Creating a Dashboard
- Click the New dashboard button.
- Drag Sales in the South to the empty dashboard
- Drag Profit Map to the dashboard and drop it on top of the Sales in the South view. We can see both views at once. We can present data in a manner so others can understand it. We can arrange the dashboard to our liking.
- On the Sales South worksheet in the dashboard view. Click under the Region and clear off the Show Header. Repeat the same process for all the other headers. This helps to emphasize only what needed. It will also hide away the not so important information.
- On the Profit Map, Hide the Title. Then perform the same steps for the Sales South map.
- We can see that the Sub-Category filter card and Year of Order Date. This should repeat on the right-side. Let us get rid of the extra by simply crossing them out. Finally, click on the Year of Order Date. A drop-down arrow appears and select the option of Single Value (Slider). Now let the magic unfold. Experiment by choosing different years on the slider. The Sales will also vary accordingly.
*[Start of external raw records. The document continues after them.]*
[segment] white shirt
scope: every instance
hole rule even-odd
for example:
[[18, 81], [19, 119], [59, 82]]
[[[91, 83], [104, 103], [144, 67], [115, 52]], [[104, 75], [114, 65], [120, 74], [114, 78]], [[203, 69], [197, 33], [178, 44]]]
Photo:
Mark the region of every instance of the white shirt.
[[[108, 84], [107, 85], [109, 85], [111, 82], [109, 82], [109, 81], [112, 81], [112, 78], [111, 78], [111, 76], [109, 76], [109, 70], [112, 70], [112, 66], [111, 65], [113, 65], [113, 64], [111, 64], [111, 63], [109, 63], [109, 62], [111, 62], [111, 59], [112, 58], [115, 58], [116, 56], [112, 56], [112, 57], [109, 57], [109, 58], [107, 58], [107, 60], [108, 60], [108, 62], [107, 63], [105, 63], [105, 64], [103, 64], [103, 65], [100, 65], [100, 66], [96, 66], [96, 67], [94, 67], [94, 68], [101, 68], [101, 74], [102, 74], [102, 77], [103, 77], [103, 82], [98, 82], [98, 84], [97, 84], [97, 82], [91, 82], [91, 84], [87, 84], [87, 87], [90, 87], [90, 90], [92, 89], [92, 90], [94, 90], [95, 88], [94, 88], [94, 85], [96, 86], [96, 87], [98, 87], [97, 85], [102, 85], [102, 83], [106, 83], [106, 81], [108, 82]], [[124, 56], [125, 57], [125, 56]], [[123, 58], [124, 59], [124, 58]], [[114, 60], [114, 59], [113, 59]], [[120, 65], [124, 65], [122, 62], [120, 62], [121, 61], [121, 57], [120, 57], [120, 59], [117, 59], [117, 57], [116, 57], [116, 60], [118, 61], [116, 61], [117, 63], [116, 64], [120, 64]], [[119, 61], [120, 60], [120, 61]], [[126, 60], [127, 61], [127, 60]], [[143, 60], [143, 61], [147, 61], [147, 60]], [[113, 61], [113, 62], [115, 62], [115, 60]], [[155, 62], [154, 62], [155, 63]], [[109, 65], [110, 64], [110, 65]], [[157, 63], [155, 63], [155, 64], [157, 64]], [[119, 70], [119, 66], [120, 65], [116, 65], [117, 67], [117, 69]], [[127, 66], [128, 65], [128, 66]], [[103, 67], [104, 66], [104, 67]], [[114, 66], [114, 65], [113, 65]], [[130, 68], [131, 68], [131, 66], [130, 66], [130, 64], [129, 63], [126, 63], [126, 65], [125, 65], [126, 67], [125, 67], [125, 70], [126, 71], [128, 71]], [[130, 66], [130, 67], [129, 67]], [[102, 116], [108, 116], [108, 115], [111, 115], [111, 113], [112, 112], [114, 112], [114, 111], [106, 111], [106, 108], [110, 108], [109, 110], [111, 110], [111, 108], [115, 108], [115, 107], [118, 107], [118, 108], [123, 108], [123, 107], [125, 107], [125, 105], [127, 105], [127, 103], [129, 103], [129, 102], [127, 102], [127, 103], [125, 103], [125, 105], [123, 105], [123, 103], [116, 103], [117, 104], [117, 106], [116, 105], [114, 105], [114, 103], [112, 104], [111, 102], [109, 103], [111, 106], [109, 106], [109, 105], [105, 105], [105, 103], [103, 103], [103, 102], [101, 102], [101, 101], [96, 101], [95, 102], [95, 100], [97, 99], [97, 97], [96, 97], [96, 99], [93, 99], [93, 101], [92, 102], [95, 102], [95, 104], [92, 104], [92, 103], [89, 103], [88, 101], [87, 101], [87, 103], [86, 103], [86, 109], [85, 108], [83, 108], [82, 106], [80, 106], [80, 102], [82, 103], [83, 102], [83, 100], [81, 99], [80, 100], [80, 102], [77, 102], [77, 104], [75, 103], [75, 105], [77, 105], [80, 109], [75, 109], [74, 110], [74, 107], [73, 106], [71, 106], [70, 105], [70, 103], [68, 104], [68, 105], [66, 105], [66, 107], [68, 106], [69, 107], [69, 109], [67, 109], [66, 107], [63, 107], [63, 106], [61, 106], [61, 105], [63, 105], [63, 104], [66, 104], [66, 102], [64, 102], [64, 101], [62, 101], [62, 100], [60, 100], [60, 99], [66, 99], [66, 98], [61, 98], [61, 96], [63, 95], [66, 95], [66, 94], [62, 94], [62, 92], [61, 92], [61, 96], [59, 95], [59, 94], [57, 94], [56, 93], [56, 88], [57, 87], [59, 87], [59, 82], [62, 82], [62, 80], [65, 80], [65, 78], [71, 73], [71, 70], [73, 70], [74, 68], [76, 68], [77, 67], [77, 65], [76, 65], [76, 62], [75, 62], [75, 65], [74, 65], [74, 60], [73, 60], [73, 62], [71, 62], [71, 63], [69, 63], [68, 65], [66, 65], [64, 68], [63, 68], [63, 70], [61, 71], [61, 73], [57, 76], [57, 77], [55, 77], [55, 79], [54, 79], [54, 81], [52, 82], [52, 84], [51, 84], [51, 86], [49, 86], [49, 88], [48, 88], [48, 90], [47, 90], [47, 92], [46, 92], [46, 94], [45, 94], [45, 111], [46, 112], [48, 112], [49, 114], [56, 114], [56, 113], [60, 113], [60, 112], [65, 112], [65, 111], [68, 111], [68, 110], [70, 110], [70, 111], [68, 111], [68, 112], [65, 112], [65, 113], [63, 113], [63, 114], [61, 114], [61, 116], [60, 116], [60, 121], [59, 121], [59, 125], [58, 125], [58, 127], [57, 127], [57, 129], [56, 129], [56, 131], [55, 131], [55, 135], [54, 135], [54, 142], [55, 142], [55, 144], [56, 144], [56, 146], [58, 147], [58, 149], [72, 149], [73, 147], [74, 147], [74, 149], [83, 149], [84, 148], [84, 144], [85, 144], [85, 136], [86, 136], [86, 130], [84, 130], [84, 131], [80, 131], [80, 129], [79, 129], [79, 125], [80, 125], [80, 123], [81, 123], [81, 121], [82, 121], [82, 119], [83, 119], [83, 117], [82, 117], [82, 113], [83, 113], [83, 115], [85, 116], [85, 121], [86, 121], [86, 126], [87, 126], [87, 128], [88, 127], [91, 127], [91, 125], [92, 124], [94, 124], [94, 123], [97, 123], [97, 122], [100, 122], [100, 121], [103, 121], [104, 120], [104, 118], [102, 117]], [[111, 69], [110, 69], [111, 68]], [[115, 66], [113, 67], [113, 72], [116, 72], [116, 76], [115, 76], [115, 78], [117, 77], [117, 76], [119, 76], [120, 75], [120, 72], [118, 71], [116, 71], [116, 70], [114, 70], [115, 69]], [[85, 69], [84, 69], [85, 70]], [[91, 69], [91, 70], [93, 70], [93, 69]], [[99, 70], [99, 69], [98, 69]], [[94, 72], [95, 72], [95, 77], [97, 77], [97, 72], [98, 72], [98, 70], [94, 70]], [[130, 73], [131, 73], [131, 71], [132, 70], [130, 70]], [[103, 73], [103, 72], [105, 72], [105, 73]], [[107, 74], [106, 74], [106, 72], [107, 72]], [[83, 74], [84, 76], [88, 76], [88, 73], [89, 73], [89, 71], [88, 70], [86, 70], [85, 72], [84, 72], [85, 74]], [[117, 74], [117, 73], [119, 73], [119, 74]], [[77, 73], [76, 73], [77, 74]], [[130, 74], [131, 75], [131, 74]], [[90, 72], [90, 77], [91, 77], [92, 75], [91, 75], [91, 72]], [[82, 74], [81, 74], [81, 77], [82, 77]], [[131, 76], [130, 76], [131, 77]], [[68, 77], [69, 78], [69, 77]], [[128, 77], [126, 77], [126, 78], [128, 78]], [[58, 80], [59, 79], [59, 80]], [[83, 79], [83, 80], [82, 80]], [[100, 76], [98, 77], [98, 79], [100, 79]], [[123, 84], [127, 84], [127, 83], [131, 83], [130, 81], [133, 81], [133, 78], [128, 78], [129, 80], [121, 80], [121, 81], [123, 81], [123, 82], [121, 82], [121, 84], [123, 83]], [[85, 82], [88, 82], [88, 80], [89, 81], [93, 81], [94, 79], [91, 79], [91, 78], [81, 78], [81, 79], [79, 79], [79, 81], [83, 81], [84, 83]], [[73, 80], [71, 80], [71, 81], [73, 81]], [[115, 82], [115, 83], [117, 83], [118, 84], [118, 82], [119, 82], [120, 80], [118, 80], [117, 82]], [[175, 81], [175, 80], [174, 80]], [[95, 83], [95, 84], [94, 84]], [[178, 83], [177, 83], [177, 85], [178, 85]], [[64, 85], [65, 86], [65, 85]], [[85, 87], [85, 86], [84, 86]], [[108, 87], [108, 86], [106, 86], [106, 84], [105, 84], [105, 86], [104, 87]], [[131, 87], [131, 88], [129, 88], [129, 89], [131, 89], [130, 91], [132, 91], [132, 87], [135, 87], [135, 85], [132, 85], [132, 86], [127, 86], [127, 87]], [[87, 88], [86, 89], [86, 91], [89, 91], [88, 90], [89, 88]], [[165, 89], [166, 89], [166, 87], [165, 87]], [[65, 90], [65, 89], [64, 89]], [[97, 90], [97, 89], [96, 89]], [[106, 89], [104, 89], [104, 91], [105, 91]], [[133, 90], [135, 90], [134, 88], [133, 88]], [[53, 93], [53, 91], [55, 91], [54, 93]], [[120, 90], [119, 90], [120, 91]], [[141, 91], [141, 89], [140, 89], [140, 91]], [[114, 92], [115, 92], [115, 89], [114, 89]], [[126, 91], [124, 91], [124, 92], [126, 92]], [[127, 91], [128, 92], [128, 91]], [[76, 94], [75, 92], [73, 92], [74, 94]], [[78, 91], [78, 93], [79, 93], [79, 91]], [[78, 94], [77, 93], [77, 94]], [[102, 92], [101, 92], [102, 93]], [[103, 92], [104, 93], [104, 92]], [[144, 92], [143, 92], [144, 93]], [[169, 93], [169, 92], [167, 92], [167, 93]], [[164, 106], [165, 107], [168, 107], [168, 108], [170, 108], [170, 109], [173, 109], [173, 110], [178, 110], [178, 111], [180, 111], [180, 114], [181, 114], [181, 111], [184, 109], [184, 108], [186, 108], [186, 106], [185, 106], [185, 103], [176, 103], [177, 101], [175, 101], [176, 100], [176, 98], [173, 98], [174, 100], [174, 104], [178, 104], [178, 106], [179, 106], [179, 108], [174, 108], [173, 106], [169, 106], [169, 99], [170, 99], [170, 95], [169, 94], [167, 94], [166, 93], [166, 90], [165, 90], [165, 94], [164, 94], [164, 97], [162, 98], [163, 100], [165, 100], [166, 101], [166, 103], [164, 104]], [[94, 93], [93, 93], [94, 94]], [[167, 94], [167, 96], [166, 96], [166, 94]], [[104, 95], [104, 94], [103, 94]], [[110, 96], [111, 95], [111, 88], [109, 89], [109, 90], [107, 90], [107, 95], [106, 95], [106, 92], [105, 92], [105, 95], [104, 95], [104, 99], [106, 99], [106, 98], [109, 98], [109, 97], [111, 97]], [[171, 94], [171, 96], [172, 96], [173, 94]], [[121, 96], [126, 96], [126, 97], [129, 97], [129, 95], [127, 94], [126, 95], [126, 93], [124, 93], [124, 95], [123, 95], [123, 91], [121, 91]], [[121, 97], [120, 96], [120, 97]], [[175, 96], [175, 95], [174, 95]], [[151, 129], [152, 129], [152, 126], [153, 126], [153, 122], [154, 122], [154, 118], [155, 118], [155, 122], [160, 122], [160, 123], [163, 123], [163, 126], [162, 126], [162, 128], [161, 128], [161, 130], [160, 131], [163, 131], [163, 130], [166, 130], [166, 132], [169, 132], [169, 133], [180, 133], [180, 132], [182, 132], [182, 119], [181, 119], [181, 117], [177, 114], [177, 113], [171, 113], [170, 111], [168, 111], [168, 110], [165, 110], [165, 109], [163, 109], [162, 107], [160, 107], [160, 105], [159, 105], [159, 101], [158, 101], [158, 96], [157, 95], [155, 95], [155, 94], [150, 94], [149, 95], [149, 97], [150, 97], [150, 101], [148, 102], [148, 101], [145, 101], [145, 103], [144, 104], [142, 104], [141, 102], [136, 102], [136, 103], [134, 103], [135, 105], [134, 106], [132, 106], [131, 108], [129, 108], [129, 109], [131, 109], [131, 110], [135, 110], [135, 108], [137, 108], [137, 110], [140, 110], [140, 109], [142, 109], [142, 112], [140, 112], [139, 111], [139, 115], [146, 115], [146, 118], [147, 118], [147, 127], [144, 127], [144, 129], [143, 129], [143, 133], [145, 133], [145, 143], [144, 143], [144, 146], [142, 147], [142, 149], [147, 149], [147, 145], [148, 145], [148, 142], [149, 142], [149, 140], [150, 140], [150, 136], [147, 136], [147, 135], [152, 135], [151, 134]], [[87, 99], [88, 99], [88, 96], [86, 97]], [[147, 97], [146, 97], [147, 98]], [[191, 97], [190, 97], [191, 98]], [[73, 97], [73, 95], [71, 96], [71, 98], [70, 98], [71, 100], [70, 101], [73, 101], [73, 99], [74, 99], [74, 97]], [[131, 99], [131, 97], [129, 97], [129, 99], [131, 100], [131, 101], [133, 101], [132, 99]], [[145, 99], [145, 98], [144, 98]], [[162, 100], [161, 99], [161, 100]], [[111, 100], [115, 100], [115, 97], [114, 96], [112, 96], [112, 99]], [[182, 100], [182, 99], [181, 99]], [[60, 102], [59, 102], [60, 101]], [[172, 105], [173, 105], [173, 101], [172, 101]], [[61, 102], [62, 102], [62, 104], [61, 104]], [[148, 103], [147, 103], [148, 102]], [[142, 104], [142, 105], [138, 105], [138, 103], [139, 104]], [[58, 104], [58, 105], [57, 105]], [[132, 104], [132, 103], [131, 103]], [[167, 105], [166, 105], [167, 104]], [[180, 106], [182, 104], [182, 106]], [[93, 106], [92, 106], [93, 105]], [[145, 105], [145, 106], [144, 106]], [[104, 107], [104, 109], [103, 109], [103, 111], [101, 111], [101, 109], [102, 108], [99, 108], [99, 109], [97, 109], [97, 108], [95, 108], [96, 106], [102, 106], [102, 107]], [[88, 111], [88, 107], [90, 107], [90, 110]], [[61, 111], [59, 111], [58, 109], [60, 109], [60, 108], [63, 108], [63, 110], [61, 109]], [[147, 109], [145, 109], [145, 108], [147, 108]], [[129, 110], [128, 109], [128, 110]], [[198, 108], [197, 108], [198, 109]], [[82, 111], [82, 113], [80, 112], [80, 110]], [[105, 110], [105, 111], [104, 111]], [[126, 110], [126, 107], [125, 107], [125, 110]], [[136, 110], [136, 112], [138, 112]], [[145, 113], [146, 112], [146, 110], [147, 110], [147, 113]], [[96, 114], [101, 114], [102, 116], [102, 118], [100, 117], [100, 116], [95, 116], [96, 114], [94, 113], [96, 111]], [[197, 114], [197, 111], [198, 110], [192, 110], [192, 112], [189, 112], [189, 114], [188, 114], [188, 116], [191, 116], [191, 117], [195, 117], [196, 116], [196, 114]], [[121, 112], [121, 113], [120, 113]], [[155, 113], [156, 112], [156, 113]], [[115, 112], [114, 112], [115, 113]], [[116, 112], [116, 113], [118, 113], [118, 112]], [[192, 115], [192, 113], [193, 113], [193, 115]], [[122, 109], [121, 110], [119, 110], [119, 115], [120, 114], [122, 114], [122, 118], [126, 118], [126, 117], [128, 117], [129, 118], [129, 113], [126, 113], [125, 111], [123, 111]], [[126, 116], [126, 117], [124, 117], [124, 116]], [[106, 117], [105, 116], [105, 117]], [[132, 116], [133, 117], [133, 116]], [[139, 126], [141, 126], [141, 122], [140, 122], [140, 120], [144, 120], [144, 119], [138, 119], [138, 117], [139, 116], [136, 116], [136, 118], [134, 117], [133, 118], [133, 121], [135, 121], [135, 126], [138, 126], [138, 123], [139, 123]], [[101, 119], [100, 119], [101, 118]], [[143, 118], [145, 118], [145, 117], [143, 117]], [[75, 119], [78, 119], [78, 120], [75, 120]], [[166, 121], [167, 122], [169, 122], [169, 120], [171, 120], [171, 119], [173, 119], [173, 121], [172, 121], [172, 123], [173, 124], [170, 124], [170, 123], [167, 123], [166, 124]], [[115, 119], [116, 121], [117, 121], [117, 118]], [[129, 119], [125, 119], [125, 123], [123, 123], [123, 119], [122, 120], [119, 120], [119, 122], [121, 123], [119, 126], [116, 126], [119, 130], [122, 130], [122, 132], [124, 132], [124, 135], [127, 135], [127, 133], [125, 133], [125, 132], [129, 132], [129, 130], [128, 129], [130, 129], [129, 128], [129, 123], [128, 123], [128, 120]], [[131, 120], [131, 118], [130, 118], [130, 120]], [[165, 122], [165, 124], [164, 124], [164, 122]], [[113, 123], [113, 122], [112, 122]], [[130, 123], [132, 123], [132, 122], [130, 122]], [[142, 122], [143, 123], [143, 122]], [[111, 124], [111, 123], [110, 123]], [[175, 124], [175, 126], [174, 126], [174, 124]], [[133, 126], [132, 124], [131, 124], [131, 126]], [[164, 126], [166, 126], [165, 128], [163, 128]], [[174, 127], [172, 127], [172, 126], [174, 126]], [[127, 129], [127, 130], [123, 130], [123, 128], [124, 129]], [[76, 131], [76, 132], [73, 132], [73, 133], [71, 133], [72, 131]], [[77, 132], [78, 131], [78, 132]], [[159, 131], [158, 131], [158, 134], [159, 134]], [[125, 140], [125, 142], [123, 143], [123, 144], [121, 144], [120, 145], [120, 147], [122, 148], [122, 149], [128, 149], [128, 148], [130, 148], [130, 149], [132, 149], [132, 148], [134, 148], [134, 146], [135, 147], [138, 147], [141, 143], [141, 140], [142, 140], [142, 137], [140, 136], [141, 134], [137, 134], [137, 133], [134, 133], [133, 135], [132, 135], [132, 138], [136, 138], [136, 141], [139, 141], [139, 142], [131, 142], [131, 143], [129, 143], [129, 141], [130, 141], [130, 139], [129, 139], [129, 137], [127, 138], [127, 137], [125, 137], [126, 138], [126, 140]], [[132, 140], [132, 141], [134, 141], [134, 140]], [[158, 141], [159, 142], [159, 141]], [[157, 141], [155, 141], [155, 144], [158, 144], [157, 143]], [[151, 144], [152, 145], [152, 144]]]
- Drag the SUM filter to the bottom of the dashboard. This will be below Sales in South for a better view.
Making dashboard more interactive like viewing which sub-categories are profitable. This is in which states; we need to do a few changes.
- Let’s start with the Profit Map. On clicking the map, a Use as filter icon appears in the upper right. Click on it. If we select any map, Sales corresponding to that state. This will highlight in the Sales-South map.
- For the Year of Order Date, click on the drop-down option. Then go to Apply to Worksheets -> Selected Worksheets. A dialog box opens. Select the All option followed by OK. What does this option do? It applies filters to all the worksheets having the same data source.
- Explore and experiment. In the visualization below, we can filter the Sales South map. This is to view the sold products in North Carolina only. We can then easily explore the profits yearly.
- Rename the Dashboard to Regional Sales and Profit.
A dashboard is a cool feature. But tableau also offers us to showcase our results in presentation mode. This is in the form of stories about which we will discuss in this section.
Building a Story
- Click the New story button.
- From the Story pane on the left, drag the Sales in the South worksheet onto the view.
- Edit the text in the gray box above the worksheet. This is the caption. Name it as Sales and profit by year.
- Stories are quite specific. Here we will tell a story about selling machines in North Carolina. In the Story pane, click on Duplicate to duplicate the first caption. We can even create a new one.
- In the Sub-Category, filter select only Machines. This helps to gauge sales and profit of machines by year.
- Rename the caption to Machine sales and profit by year.
Making a Conclusion
Machines in North Carolina are leading to loss of profit. We can demonstrate by looking at Profit and Sales overall. For this, we need regional Profit.
- In the Story pane, select Blank. Drag the already created dashboard Regional Sales & Profit onto the canvas.
- Caption it as Low performing items in the South.
- Select Duplicate to create another story point. This will be with the Regional Profit dashboard. Select North Carolina on the bar chart. This is because of the interest we have in showing more about it.
- Select All the years.
- Add a caption for clarity, like, Profit in NC: 2013-2016.
- Select any year like 2014. Add a caption. For example: Profit in NC: 2014 and then click on the Duplicate tab. Repeat the same step for all the remaining years.
- Click on the presentation mode and let the story unfold.
Now we have an idea about, what are the products introduced to the North Carolina market. When, and how they performed. Not only we have identified a way to address negative profit. But have also successfully managed to back it with data. This is the advantage of Story in Tableau.